Wenn man das ungeheure Feld betrachtet, dessen das Versicherungswesen sich in einem so ausgedehnten Maßstabe bemächtigte, so sollte man glauben, die Versicherung erstrecke sich bereits auf alle Werte, welche durch höhere Gewalt oder durch Zufall überhaupt nur irgend einer Gefahr ausgesetzt sind, aber dennoch bemerken wir noch eine große Lücke im Versicherungswesen, und das ist die Versicherung von Schäden, welche durch Hochwässer entstehen.
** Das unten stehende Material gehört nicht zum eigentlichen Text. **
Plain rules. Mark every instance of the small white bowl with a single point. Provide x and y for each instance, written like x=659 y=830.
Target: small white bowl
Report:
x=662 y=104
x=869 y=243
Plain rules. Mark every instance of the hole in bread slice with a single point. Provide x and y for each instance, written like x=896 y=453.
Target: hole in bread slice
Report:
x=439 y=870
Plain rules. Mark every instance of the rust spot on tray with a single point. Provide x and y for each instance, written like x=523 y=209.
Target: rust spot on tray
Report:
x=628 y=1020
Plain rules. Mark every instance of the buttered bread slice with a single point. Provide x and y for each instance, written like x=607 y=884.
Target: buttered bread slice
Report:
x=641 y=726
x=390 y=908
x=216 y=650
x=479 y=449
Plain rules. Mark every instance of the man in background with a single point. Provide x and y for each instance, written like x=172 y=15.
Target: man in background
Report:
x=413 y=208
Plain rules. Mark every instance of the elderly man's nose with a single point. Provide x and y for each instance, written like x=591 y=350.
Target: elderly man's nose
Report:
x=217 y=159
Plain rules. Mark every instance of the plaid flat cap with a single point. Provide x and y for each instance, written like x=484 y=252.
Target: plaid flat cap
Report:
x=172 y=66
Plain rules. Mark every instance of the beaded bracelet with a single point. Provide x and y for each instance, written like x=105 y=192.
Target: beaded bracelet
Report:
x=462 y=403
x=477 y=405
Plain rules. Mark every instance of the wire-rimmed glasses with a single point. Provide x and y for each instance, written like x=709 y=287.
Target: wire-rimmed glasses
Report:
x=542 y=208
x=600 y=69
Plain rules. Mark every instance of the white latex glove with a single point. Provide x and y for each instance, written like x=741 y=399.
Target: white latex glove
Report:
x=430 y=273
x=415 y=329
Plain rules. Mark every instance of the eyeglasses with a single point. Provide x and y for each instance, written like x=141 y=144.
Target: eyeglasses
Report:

Besitzer von Fabriken, von Mahl- oder Ölmühlen, von Spinnereien, Schleifereien etc., welche ihr Etablissement durch Wasserkraft in Betrieb setzen, müssen, um sich das Wasser eines Flusses oder Baches zu ihren Zwecken dienstbar zu machen, oft große Wasserbauten, Wasserleitungen, Wehre, Schleusen, Dämme c. unterhalten, welche für sie ein bedeutendes Kapital bilden, das durch Hochwasser stets der Gefahr der teilweisen oder gänzlichen Zerstörung preisgegeben ist; einzelne Personen, Korporationen, Gemeinden etc. haben oft Brücken, Dämme oder sonstige Wasserbauten zu unterhalten, die ein bedeutendes Kapital repräsentieren, und deren gänzliche oder teilweise Zerstörung durch Hochwasser ihren Besitzern immer einen empfindlichen Verlust verursacht; der Besitzer irgend eines Gebäudes, das unmittelbar an einem Fluss liegt, hat stets zu befürchten, dass sein Besitztum durch Hochwasserbeschädigt werde; der Kaufmann, Fabrikant oder Gewerbemann, in der Nähe eines Flusses etabliert, ist stets der Gefahr ausgesetzt, dass ihm ein Hochwasser seine Warenvorräte, Maschinen oder Werkstatt-Utensilien beschädige; der Dorfmüller, besonders an Gebirgsbächen, wird oft durch Hochwasser überrascht, das einen, für ihn großen Schaden in seinen, wenn auch unbedeutenden Wasserbauten verursacht; der Landwirt unterhält oft mit großen Kosten Wasserleitungen, um seine Wiesen zu bewässern, die häufig durch Hochwasser beschädigt werden, abgesehen davon, dass seine Äcker und Wiesen oftmals der Gefahr einer Überschwemmung und dadurch diese, sowie die Früchte auf denselben der Gefahr der Zerstörung ausgesetzt sind.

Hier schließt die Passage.